Thursday, March 05, 2009
The Naked Yoo
The Justice Department has released previously withheld legal memos from the Office of Legal Counsel concerning presidential authority to combat terror. The release came after the documents were sought in a civil suit brought by Joseph Padilla, a US citizen detained for years as an enemy combatant before being convicted of crime in federal court. The nine memos, some written or co-written by the eminent Confucian legal scholar John Yoo, now on leave from Berkeley {4/8/08, Yoo the Merciless}, demonstrate the shocking extent the Regime was willing to eliminate civil liberties while fighting terror. Under the foregone conclusions passed by Yoo and his colleagues as legal analysis, the new and improved "Commander-in-Chief power" (nowhere enumerated in the Constitution) would trump the First, Fourth and Sixth Amendments in the Bill of Rights should the President deem it necessary to combat terror within the US. Yoo's view--tantamount to the imposition of martial law--was considered extreme even by the office director, but he waited almost to the end of the Regime's reign of excess before rescinding the memo supporting suspension of free speech and freedom of the press.

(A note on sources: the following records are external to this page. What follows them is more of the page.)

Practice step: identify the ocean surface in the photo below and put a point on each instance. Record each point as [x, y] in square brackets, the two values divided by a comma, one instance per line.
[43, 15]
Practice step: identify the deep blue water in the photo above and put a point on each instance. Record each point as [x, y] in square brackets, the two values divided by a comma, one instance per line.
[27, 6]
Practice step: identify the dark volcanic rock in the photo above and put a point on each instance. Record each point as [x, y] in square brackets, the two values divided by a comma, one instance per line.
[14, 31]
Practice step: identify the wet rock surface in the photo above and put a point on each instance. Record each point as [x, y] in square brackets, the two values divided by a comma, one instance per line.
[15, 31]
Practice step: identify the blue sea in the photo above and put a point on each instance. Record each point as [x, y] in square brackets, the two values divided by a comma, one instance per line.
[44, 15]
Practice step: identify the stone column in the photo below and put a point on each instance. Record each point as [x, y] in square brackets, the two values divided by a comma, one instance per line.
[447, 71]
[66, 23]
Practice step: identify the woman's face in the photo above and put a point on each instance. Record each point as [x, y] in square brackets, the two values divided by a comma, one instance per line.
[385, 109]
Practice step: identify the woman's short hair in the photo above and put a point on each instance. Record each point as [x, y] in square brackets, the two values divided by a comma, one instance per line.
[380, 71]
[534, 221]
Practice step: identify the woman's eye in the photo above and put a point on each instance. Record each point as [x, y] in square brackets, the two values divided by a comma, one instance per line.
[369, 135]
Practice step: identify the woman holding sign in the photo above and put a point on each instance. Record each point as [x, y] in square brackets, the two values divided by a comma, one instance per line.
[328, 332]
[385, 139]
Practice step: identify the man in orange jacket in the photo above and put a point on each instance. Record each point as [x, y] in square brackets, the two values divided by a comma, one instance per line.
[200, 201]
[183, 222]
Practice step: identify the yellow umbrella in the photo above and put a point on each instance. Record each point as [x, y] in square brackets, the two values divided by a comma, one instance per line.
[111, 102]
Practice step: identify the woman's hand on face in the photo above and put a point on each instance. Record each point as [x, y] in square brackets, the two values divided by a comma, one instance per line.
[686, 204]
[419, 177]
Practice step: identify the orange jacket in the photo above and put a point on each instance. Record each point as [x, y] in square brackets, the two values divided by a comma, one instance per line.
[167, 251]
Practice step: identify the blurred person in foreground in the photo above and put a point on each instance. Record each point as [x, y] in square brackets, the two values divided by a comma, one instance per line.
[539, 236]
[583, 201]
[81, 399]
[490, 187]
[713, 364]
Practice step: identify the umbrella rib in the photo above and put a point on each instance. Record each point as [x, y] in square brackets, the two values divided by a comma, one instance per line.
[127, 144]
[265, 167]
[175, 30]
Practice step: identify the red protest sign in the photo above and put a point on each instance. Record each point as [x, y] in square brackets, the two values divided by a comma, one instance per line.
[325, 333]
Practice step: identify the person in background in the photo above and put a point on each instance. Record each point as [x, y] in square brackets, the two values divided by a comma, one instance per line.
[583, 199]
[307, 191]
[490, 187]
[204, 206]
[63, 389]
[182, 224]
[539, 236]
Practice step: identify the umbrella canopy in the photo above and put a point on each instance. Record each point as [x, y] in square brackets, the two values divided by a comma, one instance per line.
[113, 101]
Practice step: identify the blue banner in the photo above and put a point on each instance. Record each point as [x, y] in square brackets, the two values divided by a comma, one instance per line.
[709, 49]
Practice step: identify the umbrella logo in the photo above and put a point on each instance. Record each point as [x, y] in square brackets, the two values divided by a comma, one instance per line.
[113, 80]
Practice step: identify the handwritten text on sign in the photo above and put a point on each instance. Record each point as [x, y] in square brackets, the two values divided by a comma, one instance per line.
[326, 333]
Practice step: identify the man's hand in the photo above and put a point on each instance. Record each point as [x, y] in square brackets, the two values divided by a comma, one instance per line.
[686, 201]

With only five days left in power, the director of OLC rescinded three other memos claiming broad powers to unilaterally rescind treaties and engage in domestic surveillance without the approval of Congress. The Department's Office of Professional Responsibility is investigating whether political appointees knowingly signed off on unreasonable interpretation of laws to provide cover for the Regime's anti-terror programs.